Can Kendrick Lamar Really Bring Reebok Back?

In his own words, Kendrick on his Reebok deal.

by Gerald Flores

The lobby of New York’s Dream Hotel is filled with media. 

TV crews from all the major music networks are in town and they’re queuing up by the hotel bar. The day’s itinerary is running behind schedule, or what the publicists affectionately call “hip-hop time.” But all the reporters and anchors in the the lobby wait it out, just to go up to the presidential suite to get a few minutes with Reebok’s new pitchman — Kendrick Lamar

After about a 30-40 minute delay, Top Dawg Entertainment’s flagship rapper, wearing a green hoodie, torn up jeans, and the Reebok Ventilators that the brand is paying him to front, nestles down in one of the lavish hotel room’s couches to field a few questions about sneakers. 

“Can we turn the music down?” he asks one of several handlers in the room. “It’s hard for me to get away from music. It’s like I’m always writing songs in my head.”

Ironically, the track that K. Dot asks to be turned down is a Jay Z song - one of Reebok’s first partners in hip hop.
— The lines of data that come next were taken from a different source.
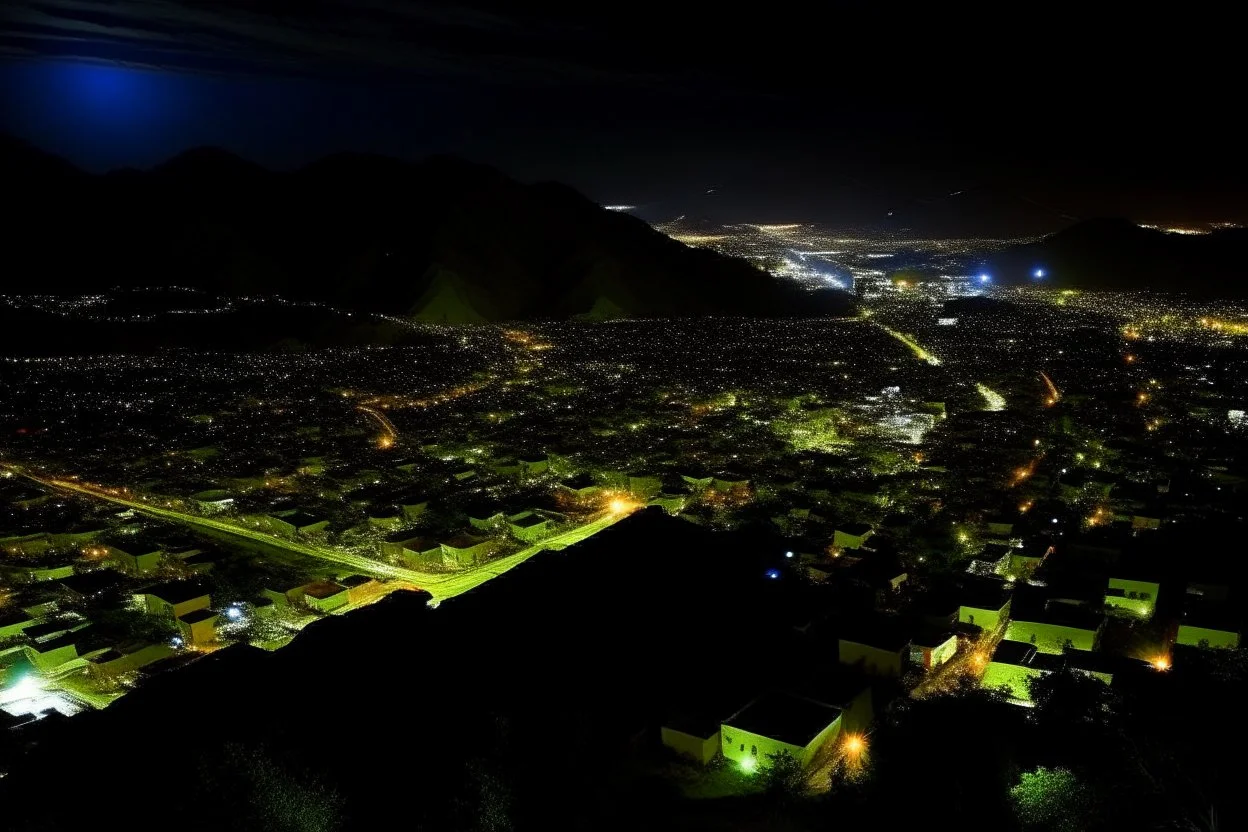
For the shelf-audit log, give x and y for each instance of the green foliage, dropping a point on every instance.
(132, 625)
(783, 776)
(270, 796)
(1051, 798)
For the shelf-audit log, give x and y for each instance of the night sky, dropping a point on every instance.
(853, 114)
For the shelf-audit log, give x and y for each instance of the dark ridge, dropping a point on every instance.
(1120, 255)
(444, 240)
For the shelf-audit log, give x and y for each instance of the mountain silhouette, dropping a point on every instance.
(442, 240)
(1120, 255)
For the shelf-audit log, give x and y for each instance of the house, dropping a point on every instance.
(698, 482)
(1011, 669)
(175, 599)
(413, 551)
(292, 522)
(985, 603)
(851, 535)
(529, 527)
(1026, 560)
(580, 488)
(994, 559)
(486, 519)
(1057, 626)
(214, 500)
(283, 598)
(778, 724)
(877, 645)
(326, 596)
(48, 655)
(1132, 598)
(644, 485)
(87, 586)
(999, 527)
(931, 649)
(199, 626)
(467, 550)
(26, 544)
(1208, 624)
(533, 465)
(388, 519)
(15, 623)
(412, 507)
(360, 588)
(126, 657)
(730, 482)
(695, 739)
(145, 559)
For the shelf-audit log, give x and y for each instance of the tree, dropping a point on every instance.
(783, 776)
(1051, 798)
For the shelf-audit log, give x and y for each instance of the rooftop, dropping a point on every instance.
(784, 717)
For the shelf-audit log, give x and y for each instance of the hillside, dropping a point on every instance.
(443, 240)
(1120, 255)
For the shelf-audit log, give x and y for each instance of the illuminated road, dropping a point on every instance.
(441, 585)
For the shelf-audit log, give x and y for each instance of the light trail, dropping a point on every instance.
(441, 585)
(1055, 396)
(390, 433)
(992, 401)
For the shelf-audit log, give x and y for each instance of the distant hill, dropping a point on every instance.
(1120, 255)
(443, 240)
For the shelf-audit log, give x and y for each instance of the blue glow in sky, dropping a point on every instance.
(105, 116)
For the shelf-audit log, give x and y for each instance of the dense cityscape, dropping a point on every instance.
(964, 487)
(461, 416)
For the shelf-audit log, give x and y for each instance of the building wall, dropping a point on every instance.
(844, 540)
(200, 631)
(1012, 677)
(859, 712)
(987, 620)
(703, 750)
(1050, 638)
(880, 662)
(532, 534)
(327, 604)
(1191, 635)
(1145, 601)
(760, 747)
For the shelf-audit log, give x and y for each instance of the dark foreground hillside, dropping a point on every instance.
(446, 240)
According to Kendrick, Jay Z’s S. Carter Reebok from a decade ago had a tangential impact on him wanting to expand beyond music.

“If it wasn’t for Jay Z and 50 Cent venturing out and doing these things [10 years ago] it probably wouldn’t be rappers like us doing it today,” Kendrick said. “They stuck their foot out there first and led the way for us being our own entity with brands.”

Reebok, one that’s never been shy to put big bets on musicians and artists, made its deal with Kendrick official last week. In an era in sneakers where every other artist from Kanye West to Tyga are getting some type of sneaker deal, Kendrick was one of the last ones left to not have his likeness attached to a brand, or any other consumer company for that matter.

So why would Kendrick, a big name that gets offered endorsement deals left and right, want to link up with Reebok? 

The brand hasn’t had the best of times. This past year, it dropped the Classic vector logo on new products to focus more on the Crossfit and the UFC, trimmed down to less than a handful of players wearing Reeboks in the NBA, and rumors have been swirling for months about the brand getting sold by its parent company, adidas.

Surprisingly, the rapper says one of the biggest reasons he chose the brand is because Reebok cared less about him selling a ton of sneakers, but more about being able to move a new generation of fans. 

“A lot of times you look at brands stuffing a shoe in your face like, ‘Buy these,’ but with me it’s more of a deeper connection with the community rather than just seeing my face on TV,” Kendrick said.

The rapper’s deal with Reebok was over a year and a half in the making. Kendrick won’t strictly be playing the standard “global ambassador” role in the Reebok’s campaign for the 25th anniversary of the Ventilator next March, but he’ll be designing his own stuff too. But don’t expect to see that any time soon, according to the brand’s vice president Todd Krinsky.

“What we want to do on this project is not only collaborate on product, but inspire people. Most of the conversations that we have together are about how can we do that?” said Krinsky, adding Kendrick-designed Reeboks will probably drop in the back part of 2015. “It’s less about shoes, that’s an important part of the culture and we’re going to do that,  but its like how can we really inspire this generation to do different things.”

Kendrick’s personal end goal for attaching his name to Reebok: elevate the brand’s stature in culture, much like Jay Z and 50 Cent’s lines with the brand did a decade ago. Since the S. Carter and the G-Unit sneaker, there’ve been other entertainer alignments, a lot of which really came to peak for Reebok when Swizz Beatz came on board to become the brand’s creative director in 2010. 

Then there was that whole Rick Ross debacle, where the rapper was signed and dropped by the brand over controversial rap lyrics (Ross still does faithfully rep the brand despite having to publicly cut ties with them).  This is an outcome that Kendrick is well aware of.

“I can’t really speak on what another artist has done. I’m sure they have brought their unique views and lifestyles to the brand,” he said, adding that he’s learned from the missteps of other botched rapper and brand alignments. “We were the kids looking up to what Jay Z and G Unit and others did and the mistakes they may have made in the process of doing that, so we know.”  

Still, Kendrick doesn’t see himself as an ambassador or a designer. He’s just.. Kendrick.

“We are creators and we have become businessmen,” Kendrick said.  “Now we’re putting our own perspective and our own spins on brands I think that’s exactly what’s happening right now.”